Following weeks of hype, OnePlus finally debuted its OnePlus 9 series last month. If you’re not looking to splurge almost a grand on the OnePlus 9 Pro (probably a good call), you might have your sights set on its cheaper sibling, the OnePlus 9. Surprisingly, it’s priced lower than its predecessor at launch (at least in the US) and it arguably comes without any significant sacrifices. However, the OnePlus 8T has received a timely price cut and is now available for just $599 on the OnePlus store — $130 lower than the OnePlus 9.
This raises the important question of whether it’s really worth spending more money on the newer flagship. Read on to know why you might be content with the OnePlus 8T.

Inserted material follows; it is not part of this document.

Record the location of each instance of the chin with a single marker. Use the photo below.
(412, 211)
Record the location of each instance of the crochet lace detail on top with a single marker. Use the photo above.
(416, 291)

|OnePlus 9 5G||OnePlus 8T 5G|
|Chipset||Snapdragon 888||Snapdragon 865|
|RAM||8/12GB (LPDDR5)||8/12GB (LPDDR4X)|
|Storage||128/256GB (UFS3.1)||128/256GB (UFS3.1)|
|Display||6.55-inch OLED 2400×1080 (20:9), 120Hz||6.55-inch OLED 2400×1080 (20:9), 120Hz|
|Battery & Charging||4,500mAh, 65W Warp Charge, 15W Qi wireless||4,500mAh, 65W Warp Charge|
|Rear cameras||48MP primary, 50MP ultrawide, 2MP monochrome||48MP primary, 16MP ultrawide, 5MP macro, 2MP depth sensor|
|Connectivity||Wi-Fi 6, Bluetooth 5.2, NFC, 5G sub-6GHz (dual SIM internationally)||Wi-Fi 802.11a/b/g/n/ac/ax, Bluetooth 5.1, NFC, dual SIM|
|Colors||Astral Black, Artic Sky, Winter Mist||Aquamarine Green, Lunar Silver|
|Dimensions||160 x 74.2 x 8.7mm||160.7 x 74.1 x 8.4mm|
|Software||OxygenOS 11 / Android 11||Oxygen OS 11 / Android 11|
|Price||8/128GB: $729, £629, ₹49,999
12/256GB: £729, ₹54,999
|8/128GB: £549, ₹42,999
12/256GB: $599, £649, ₹45,999
There are more similarities than differences between the OnePlus 9 and the 8T. Both phones have glass backs, 6.55-inch 120Hz displays, the same selfie camera, 65W wired charging, and dual stereo speakers. They also have similar dimensions and weights, as well as a lack of IP certification.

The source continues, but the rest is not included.